Per i guerrafondai di destra e di sinistra, in effetti, vale ormai la logica che espresse molto nettamente - negli anni Quaranta - quello strano conservatore ex-trotzkista che fu James Burnham, per il quale "ogni diritto individuale o libertà è propriamente da riconoscere solo a quanti accettano le regole fondamentali della democrazia". Entro questo quadro, negli Stati Uniti odierni gli unici ad interpretare la tradizione isolazionista sono i libertari di tradizione liberale (eredi dello spirito di Murray N. Rothbard), i conservatori old style e qualche radical irriducibile e non pentito (uno come Gore Vidal, ad esempio): ormai ultimi difensori dell'idea che se l'esercito americano ha una funzione da assolvere essa consista solo nel tutelare la popolazione degli States da effettivi attacchi militari provenienti dall'esterno.
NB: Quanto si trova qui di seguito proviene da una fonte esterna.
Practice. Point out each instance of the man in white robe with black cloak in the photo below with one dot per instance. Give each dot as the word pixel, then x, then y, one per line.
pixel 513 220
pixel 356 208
Questa, va precisato, fu per lungo tempo la teoria prevalente nelle ex colonie inglesi. Per Thomas Jefferson, ad esempio, l'America doveva intrattenere rapporti di "pace, commercio ed onesta amicizia con tutte le nazioni, senza stringere alleanza con nessuna di esse"; e, soprattutto, senza impicciarsi nei suoi affari interni. Ma lo stesso spirito si ritrova in The Proclamation on Neutrality, promulgata da George Washington il 22 aprile 1793 mentre l'Europa stava precipitando in una più che decennale lotta contro l'imperialismo francese. I padri fondatori dell'America originaria non si proponevano di salvare il mondo con la lama delle loro baionette ed anzi avevano una concezione molto ben definita dei compiti del potere federale.
Oggi, purtroppo, le cose sono cambiate, anche se nell'America profonda continuano a permanere nuclei di resistenza di fronte alla politica di potenza statunitense ed in questo senso è significativo che i sondaggi ci informino che il numero di quanti sono favorevoli all'intervento cala sempre di più.
Ci sono anche elementi 'strutturali' che giocano a favore di una rinascita dello spirito isolazionista. Fausto Bertinotti può anche continuare a ripetere - se la cosa gli dà soddisfazione - che questo conflitto da tempo annunciato proviene dalle logiche intrinseche al capitalismo, ma nell' America di Wall Street e dell'azionariato popolare tutti possono ogni giorno constatare come i mercati si inabissino ogni volta che la guerra si fa più vicina, mentre le quotazioni tornano a salire se per un momento prevalgono le colombe e i tamburi smettono di rullare.
L'America lontana da Washington (quella delle tradizioni più autentiche, del dinamismo imprenditoriale, dell'individualismo libertario) rigetta la guerra e quell'inarrestabile tendenza a moltiplicare i poteri pubblici che ogni militarizzazione della società finisce per comportare.
Questa America esiste e resiste, ma riuscirà davvero a sopraffare l'élite politica dominante se riuscirà ad emergere una nuova capacità di nutrire scrupoli dinanzi alla drammaticità dell'esistenza.
Uno dei massimi protagonisti della letteratura del Novecento, Gilbert K. Chesterton, spiega l'abilità di padre Brown nell'individuare i colpevoli dei delitti mettendogli in bocca queste parole: "Ecco, sono io che ho commesso quei delitti: e così, naturalmente, sapevo in che modo erano stati commessi". Soltanto se ci si conosce in qualche modo complici del male (come insegna il realismo cattolico di Chesterton) è possibile superare il manicheismo moralistico e le sue inevitabili derive - queste sì - 'terroristiche'.
La consapevolezza che ognuno di noi è al tempo stesso buono e malvagio, e che il male non ci è quindi così estraneo, sembra però del tutto mancare all 'umanitarismo guerrafondaio delle democrazie armate, potenzialmente in lotta con il mondo intero. È tale esperienza del nostro essere umani che va in primo luogo riguadagnata, se non ci si vuole lanciare verso immani avventure belliche con l'illusione (certamente criminale) di essere per giunta i salvatori del mondo.